Hoje, é comum a utilização do termo maquiavélico, porém ele é usado com muitas distorções. Atualmente, trata-se de um apelido pejorativo dado às idéias do pensador florentino, por não entendê-lo no contexto renascentista de mudanças e separação de religião e política.

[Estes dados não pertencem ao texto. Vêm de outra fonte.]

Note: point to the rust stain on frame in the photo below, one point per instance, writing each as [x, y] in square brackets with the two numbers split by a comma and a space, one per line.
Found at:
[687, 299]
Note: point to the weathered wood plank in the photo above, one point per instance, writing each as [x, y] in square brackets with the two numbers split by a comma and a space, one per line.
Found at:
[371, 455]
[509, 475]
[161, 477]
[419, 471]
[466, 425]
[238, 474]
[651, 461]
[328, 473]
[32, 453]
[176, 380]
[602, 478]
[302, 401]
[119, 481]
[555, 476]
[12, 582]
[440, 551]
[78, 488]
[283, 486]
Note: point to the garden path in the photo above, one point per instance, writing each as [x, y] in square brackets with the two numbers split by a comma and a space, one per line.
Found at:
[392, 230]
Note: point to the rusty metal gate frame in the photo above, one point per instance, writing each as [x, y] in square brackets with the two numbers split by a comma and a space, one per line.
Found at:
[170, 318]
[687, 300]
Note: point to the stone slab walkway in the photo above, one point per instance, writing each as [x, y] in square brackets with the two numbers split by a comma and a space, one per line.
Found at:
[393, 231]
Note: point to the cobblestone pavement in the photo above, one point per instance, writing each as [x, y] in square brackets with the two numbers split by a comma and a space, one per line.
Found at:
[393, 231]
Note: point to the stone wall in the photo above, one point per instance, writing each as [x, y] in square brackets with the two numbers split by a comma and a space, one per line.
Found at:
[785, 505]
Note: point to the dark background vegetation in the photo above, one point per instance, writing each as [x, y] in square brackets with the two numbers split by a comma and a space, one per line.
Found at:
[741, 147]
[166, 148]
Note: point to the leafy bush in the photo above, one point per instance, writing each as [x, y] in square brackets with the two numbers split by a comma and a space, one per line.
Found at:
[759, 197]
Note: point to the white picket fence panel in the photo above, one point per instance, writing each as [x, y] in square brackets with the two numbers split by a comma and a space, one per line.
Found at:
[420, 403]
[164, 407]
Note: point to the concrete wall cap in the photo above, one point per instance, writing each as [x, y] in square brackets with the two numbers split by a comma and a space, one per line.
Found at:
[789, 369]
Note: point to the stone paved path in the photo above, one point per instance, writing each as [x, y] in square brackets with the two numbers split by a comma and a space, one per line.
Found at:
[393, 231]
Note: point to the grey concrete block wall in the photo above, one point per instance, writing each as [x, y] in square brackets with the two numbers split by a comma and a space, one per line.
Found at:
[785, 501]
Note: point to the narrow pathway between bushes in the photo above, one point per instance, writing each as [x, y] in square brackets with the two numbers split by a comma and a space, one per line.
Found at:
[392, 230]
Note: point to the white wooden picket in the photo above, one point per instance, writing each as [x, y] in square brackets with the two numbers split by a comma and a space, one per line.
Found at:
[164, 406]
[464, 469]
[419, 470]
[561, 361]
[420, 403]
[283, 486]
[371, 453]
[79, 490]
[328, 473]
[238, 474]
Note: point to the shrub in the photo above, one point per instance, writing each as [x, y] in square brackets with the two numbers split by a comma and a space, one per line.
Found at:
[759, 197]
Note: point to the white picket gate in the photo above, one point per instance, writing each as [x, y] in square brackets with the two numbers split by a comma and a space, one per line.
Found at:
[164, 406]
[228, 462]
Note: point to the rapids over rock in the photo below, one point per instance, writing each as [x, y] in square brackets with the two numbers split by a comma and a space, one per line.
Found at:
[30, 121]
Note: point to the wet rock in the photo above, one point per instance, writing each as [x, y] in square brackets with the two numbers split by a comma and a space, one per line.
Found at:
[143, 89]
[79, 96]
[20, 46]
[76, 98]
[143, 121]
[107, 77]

No fundo as idéias de Maquiavel são realistas e vem da realidade política e daquilo que ele nas suas viagens viu e percebeu.

 

11 AS 10 LIÇÕES DO PRÍNCIPE

 

Segundo Neidson Rodrigues, podemos extrair dez lições da obra O Príncipe:

 

1ª “O dirigente do Estado deve ter competência para antecipar os problemas que ele vai representar e, ao antecipar os problemas, deve remediá-los, não permitindo que o tempo corroa a sua autoridade”.

 

2ª “Quando uma determinada ação, por pior que seja, for inevitável, é preciso fazê-la, rapidamente e não adiá-la”.

 

3ª “É mais fácil conquistar o Governo do Estado do que implementar novos costumes e uma nova cultura política e, consequentemente, impor a direção política planejada estrategicamente no plano de governo antes das eleições”.

 

4ª “Todos os profetas armados venceram e os desarmados fracassaram”.

 

5ª “Ao assumir o Governo, o dirigente deve realizar todas as ações que produzem malefícios a membros da sociedade, de uma só vez e de maneira completa, para que seus efeitos não perdurem durante todo o governo”.

 

6ª “É preciso cuidado com aqueles que se aproximam do novo governante para definir-lhes o caráter e defender os seus interesses particulares ou de grupos”.

 

7ª “Uma ação para ser vitoriosa deve ser conduzida na prática com as próprias forças e soldados que são fiéis e não com mercenários pagos”.

 

8ª “O Príncipe que ignora o terreno sobre o qual se desenvolve a guerra e desconhece os soldados que comanda, conduz, necessariamente, as suas forças para a derrota”.

 

9ª “As pessoas esperam do dirigente que ele tome decisões adequadas, justas e corretas, ainda que isto fira a interesses de um ou de outro grupo”.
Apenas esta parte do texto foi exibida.